Daventry District residents are being asked to have their say on proposals which could bring about a reduction in council tax for people on low income.
The Council Tax Reduction Scheme, which provides financial help to those on low incomes when paying their council tax, was introduced by local councils four years ago to replace Council Tax Benefit, which was abolished by the Government as part of the Welfare Reform Act.
Daventry District Council runs its own version of the scheme and is consulting on a series of options for 2018/19. Currently, people of working age in the district who qualify for CTRS – approximately 2,350 – are required to make a minimum contribution of 20% towards the Council Tax that they are liable to pay.
The Council is consulting on three future options:
- Keep the scheme unchanged with a minimum Council Tax contribution level of 20% for working age claimants
- Increase the current Council Tax contribution level for working age claimants to a minimum of 25%, or
- Increase the current Council Tax contribution level for working age claimants to a minimum of 30%.
The proposed options do not affect pensioners, whose scheme is set by the Government.
Raising the contribution level to 25% would help to reduce a funding shortfall in the scheme, while increasing the level to 30% would cover the full cost of the scheme.
However similar increases made by other councils show that collection rates could be affected if the level is raised. DDC’s preferred option is to keep the level unchanged at 20%.
During October, the council is sending questionnaires to all working age claimants in the district asking them to have their say on the options. They can also suggest their own ideas or alternatives as part of the consultation.
The consultation runs until November 5 and people can also have their say by going online at www.daventrydc.gov.uk/consultation.
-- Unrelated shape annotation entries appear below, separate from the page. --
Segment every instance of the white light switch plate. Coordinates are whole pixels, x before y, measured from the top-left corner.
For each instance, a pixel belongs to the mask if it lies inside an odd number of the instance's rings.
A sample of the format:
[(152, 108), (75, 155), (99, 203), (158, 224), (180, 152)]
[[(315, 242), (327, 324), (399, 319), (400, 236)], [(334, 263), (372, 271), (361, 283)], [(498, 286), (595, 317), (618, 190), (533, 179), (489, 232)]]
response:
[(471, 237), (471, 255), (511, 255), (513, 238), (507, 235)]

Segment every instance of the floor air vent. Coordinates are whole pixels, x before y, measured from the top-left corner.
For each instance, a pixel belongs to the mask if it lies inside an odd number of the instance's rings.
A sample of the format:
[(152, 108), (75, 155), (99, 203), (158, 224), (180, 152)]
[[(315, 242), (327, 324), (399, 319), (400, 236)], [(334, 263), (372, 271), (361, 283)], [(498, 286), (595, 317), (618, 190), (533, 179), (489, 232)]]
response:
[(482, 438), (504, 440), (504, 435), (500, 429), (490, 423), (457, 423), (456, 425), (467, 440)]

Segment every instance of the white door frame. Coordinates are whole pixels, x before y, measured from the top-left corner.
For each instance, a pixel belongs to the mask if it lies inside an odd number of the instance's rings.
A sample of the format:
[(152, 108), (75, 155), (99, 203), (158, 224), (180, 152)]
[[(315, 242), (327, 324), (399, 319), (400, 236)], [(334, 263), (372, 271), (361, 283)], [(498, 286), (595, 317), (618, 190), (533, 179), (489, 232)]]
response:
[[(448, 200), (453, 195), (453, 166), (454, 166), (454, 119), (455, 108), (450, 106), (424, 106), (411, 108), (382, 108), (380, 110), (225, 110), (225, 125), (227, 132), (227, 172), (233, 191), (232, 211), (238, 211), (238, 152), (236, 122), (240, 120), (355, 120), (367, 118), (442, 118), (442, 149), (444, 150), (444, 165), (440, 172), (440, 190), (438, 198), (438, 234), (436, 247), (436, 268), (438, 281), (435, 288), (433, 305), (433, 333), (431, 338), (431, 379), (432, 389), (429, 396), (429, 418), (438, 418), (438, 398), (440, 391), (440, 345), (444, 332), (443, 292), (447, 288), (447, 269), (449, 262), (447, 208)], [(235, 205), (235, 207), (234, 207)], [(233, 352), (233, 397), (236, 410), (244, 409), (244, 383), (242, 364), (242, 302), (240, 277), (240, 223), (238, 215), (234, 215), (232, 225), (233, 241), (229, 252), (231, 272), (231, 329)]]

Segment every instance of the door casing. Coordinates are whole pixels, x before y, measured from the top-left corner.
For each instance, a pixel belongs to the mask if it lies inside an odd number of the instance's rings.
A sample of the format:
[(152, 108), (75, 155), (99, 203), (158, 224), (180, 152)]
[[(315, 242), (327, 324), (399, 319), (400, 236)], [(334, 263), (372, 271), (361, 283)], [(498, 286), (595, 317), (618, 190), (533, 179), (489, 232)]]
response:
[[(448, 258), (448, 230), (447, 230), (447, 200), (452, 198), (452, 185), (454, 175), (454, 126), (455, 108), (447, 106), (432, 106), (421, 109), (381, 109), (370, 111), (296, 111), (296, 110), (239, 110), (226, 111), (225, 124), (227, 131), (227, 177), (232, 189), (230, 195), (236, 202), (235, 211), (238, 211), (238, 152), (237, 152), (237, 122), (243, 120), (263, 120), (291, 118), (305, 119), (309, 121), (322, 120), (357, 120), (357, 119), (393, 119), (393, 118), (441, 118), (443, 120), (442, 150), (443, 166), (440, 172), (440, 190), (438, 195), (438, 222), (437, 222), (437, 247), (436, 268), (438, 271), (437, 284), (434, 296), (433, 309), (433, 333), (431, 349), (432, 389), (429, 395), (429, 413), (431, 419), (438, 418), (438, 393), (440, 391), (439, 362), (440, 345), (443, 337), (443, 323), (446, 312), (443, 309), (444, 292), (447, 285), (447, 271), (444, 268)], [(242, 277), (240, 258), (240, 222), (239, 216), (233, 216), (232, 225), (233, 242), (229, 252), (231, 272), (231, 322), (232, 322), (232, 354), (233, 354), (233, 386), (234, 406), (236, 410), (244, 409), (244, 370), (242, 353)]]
Daventry District Council’s resources portfolio holder Councillor John Shephard said: “It’s really important that we review the scheme every year to ensure it remains financially sustainable and can continue to help residents on low incomes.
“Our preferred option is to keep the scheme unchanged for 2018/19, as it’s too early to evaluate the outcomes of the changes we made last year when we brought it in line with national welfare benefit reforms.
“I would encourage people to give their views by responding to the questionnaires being sent out or completing the survey on our website.”